Del Castillo and Iban established the Katipunan in Panay on the Christmas of 1896, on instructions of Andres Bonifacio while they were still in Manila. Del Castillo and Iban were the ones who provided the secret revolutionary society a much-needed printing press. Bonifacio also instructed them to initiate hostilities against the Spaniards on the island at the auspicious time.
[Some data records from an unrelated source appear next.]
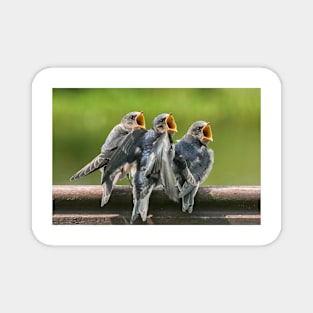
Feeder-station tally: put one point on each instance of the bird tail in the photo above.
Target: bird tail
(97, 163)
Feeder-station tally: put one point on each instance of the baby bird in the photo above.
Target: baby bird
(193, 162)
(151, 153)
(129, 123)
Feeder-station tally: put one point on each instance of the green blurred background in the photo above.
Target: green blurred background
(82, 119)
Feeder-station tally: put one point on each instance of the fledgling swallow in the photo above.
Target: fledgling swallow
(129, 123)
(151, 153)
(153, 167)
(193, 162)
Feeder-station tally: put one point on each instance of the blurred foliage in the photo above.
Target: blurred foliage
(82, 119)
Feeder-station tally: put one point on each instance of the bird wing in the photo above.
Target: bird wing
(125, 153)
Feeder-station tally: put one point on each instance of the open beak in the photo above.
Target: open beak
(170, 122)
(140, 119)
(207, 132)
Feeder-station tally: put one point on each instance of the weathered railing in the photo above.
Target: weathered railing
(214, 205)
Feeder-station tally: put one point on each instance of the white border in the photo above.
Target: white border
(50, 78)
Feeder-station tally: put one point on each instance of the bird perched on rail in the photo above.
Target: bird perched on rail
(193, 162)
(151, 152)
(129, 123)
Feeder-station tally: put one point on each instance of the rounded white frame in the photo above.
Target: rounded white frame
(183, 235)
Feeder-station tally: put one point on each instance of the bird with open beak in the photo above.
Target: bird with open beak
(151, 152)
(129, 123)
(193, 162)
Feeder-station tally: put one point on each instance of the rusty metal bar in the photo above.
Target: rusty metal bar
(214, 205)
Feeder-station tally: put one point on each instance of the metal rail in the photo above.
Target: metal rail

Briones must have been recruited in Kalibo or in the neighboring town of Balete, Banga, or Malinao, Iban’s birthplace. The Katipunan on the island had a force of about a thousand men when hostilities suddenly erupted following its unexpected discovery on March 19, 1897. In the initial battle, the revolutionaries suffered a serious setback when Del Castillo, who designated himself a general, was shot and killed while leading his men in the attack on the headquarters of the civil guards. Meanwhile, Iban, his second-in-command, was captured in Malinao with the help of the friars’ native spies. However, the Katipuneros, although poorly armed and bereft of their top leaders, were able to put up a fierce fight in Ibajay. They would have captured the town were it not for the arrival of Spanish reinforcements.
Additional enemy troops, under Col. Ricardo Monet, landed in Dumaguit. Not knowing the true strength of the rebels, Monet heeded the advice of local friars to adopt a less bloody measure in quelling the uprising. He offered an amnesty, promising to forgive those who would voluntarily surrender to him.
From March 19-22, 50 rebels, including Briones, surrendered in Kalibo to the Spanish authorities. However, instead of being set free, they were treacherously arrested and tortured.
Briones and 19 others were identified as the leaders of the Katipunan in Capiz. Among them was Iban. The 20 were reduced to 19 after Fructuosa Meren, the mestiza wife of one of them, Nicanor Gonzales, pleaded to Monet on her bended knees to spare her husband, who was subsequently released.
Briones and the rest were taken to a warehouse on Amadeo Street in Kalibo on the night of March 23. There, they were tortured further so they would reveal more about the Katipunan. At around midnight, they were shot to death.
The following morning, their bodies were paraded around Kalibo as a warning to those who would also defy Spanish authority, and then dumped elsewhere in a common, unmarked grave.
Gwekoh, Sol H. “19 Martyrs of Aklan.” Hall of Fame. Manila Times. March 14, 1966.
Sonza, Demetrio. Illustrious Ilonggos Volume 1. Iloilo City: Iloilo Provincial Historical Committee, 1972.